Research areas
- Reinforcement learning theory and algorithms
- Temporal-difference learning and policy evaluation
- Off-policy learning, emphatic TD, and convergence analysis
- General value functions, predictive representations, and the Horde architecture
- Task specification and unification of RL formalisms
Key papers
- white-2017-unifying-task-specification-rl — single-author ICML 2017 paper introducing the RL task formalism with transition-based discounting; unifies episodic/continuing tasks, options, and general value functions under one Bellman contraction analysis.
Recent work
(populated as additional papers are ingested)
Collaborators
- Richard S. Sutton (frequent co-author on emphatic TD and off-policy TD analysis)

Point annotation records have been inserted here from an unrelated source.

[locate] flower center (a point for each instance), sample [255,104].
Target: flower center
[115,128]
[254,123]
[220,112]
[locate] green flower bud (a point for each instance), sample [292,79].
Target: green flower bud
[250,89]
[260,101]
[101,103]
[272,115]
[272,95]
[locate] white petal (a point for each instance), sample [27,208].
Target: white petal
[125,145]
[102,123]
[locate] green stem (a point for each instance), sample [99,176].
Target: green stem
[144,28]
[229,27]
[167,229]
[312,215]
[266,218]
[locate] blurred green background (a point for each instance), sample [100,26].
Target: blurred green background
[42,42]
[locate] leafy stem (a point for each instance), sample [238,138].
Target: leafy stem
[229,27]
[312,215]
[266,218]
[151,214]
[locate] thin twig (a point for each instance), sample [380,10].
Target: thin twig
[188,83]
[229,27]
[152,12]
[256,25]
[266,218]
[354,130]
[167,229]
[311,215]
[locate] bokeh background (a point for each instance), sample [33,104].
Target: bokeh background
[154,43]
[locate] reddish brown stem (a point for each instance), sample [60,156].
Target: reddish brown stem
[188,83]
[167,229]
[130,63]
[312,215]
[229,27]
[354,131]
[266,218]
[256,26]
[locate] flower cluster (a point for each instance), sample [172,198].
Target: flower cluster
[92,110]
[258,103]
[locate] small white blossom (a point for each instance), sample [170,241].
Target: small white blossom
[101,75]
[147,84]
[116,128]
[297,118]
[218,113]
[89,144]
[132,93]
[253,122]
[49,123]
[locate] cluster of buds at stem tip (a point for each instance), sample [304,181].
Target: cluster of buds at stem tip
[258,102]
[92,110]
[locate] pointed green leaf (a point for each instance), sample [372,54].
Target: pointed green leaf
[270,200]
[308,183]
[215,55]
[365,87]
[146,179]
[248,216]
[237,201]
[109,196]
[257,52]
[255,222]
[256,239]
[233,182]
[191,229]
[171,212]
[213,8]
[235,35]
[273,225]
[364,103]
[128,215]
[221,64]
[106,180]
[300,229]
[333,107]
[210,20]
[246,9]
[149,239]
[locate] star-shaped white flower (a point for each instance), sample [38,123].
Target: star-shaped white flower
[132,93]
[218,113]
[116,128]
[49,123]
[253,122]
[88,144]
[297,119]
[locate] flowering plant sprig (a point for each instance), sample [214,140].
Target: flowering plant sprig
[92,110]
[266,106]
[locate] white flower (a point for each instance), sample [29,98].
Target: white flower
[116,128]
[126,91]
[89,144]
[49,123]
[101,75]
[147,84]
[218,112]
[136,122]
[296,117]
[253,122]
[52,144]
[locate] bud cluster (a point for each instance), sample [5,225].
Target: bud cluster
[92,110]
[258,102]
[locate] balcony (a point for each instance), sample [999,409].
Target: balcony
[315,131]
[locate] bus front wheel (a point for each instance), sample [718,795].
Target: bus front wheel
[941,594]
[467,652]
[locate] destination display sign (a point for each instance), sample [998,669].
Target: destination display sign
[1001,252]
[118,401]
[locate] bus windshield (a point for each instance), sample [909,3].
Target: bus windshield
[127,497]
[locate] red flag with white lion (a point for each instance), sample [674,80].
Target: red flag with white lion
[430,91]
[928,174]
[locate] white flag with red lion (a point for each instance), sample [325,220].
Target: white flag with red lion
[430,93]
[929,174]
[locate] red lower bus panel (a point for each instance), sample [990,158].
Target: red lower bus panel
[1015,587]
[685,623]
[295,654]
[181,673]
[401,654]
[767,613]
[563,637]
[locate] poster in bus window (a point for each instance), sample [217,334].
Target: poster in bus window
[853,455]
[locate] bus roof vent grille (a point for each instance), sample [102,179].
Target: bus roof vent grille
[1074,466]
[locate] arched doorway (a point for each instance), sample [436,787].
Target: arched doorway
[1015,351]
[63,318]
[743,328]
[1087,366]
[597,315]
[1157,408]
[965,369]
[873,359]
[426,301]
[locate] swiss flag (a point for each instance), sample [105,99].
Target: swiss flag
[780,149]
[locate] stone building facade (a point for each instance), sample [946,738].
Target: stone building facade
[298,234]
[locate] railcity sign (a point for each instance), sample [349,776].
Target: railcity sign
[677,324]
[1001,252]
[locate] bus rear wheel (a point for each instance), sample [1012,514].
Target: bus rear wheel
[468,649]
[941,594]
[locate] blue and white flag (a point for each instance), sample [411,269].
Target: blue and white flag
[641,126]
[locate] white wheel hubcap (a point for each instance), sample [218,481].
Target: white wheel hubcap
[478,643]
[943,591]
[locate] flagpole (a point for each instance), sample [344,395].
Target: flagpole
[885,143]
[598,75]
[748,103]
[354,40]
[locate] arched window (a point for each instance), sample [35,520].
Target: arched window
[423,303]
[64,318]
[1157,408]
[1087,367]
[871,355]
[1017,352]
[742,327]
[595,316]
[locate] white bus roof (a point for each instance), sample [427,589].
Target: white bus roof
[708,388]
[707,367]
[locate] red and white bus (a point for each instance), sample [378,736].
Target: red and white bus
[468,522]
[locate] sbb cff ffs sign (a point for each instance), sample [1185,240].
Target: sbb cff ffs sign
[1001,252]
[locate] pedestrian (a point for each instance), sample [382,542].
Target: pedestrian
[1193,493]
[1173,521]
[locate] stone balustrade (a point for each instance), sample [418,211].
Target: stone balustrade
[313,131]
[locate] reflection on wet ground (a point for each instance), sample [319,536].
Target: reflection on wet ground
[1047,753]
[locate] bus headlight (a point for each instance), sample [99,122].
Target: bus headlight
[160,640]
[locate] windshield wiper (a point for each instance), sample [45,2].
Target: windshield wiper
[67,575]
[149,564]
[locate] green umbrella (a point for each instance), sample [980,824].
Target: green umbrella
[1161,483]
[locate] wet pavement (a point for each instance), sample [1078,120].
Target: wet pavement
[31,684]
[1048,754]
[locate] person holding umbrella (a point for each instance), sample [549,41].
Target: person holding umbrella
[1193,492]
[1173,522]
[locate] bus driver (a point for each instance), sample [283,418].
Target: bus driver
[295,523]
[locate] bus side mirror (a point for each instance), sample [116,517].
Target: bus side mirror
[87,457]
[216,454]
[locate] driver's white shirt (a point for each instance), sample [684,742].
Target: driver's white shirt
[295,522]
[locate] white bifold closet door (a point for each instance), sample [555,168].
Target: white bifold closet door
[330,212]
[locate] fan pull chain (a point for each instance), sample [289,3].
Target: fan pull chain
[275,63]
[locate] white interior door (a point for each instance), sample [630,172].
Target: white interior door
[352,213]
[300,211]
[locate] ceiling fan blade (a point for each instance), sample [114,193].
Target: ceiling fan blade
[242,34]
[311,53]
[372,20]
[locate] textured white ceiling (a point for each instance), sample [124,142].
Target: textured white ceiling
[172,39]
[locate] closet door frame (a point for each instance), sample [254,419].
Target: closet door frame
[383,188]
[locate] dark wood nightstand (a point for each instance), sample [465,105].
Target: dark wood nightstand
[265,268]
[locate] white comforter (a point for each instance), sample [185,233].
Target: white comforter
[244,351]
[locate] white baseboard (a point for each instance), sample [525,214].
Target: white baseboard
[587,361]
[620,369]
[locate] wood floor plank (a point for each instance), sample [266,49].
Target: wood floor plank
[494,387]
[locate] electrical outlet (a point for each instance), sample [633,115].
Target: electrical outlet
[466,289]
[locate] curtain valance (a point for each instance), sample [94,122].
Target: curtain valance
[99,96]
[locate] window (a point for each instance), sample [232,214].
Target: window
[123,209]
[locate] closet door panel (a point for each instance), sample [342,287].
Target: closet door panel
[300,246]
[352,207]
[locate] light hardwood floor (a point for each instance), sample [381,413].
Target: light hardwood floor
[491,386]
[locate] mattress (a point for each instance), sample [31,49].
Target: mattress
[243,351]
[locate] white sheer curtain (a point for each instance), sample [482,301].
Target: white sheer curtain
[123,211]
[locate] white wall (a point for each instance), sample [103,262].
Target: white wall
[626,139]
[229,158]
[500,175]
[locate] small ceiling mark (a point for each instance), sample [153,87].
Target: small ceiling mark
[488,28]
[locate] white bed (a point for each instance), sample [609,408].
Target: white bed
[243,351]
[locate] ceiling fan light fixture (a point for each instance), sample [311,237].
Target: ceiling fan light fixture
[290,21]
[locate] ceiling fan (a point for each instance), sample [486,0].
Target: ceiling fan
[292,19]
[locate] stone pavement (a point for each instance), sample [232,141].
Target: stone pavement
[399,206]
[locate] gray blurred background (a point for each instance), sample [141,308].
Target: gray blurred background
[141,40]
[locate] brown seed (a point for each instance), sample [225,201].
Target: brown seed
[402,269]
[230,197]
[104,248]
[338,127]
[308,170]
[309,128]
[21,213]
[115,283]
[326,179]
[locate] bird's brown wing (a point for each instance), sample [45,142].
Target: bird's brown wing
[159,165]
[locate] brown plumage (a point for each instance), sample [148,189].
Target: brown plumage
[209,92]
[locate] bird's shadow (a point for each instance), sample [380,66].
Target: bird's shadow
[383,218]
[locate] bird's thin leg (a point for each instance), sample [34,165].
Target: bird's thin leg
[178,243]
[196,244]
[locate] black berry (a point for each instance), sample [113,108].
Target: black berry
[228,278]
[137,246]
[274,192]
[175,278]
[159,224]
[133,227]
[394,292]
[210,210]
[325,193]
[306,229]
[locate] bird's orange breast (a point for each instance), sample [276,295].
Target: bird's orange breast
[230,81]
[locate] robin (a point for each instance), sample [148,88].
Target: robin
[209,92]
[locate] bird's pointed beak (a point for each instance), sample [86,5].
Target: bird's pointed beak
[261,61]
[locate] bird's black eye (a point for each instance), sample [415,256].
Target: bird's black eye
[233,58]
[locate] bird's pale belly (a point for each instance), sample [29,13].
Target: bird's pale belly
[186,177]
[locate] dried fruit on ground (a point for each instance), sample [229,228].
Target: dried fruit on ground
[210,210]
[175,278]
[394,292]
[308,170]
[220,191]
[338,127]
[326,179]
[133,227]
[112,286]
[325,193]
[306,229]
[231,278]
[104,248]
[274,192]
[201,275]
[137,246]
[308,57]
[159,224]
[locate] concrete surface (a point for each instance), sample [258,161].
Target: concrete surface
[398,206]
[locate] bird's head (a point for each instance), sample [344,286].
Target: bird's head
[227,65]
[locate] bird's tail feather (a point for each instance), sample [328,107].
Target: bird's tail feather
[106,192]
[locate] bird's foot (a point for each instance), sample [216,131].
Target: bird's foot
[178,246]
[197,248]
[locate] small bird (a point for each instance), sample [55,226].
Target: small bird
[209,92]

- Ashique Rupam Mahmood (emphatic TD)
- Adam White (general value functions, predictive knowledge)
- Hado van Hasselt (acknowledged in White 2017 for discussions on transition-based and probabilistic discounts)
My notes
White’s body of work centers on giving rigorous convergence treatment to off-policy temporal-difference algorithms in increasingly general task settings. The 2017 ICML paper is a representative example: a clean, single-author contribution that simplifies a piece of formalism (the type signature of γ) and propagates the simplification through the standard Bellman contraction proof. At the time of ingest she was at Indiana University; she has since moved to the University of Alberta and is a fellow at Amii.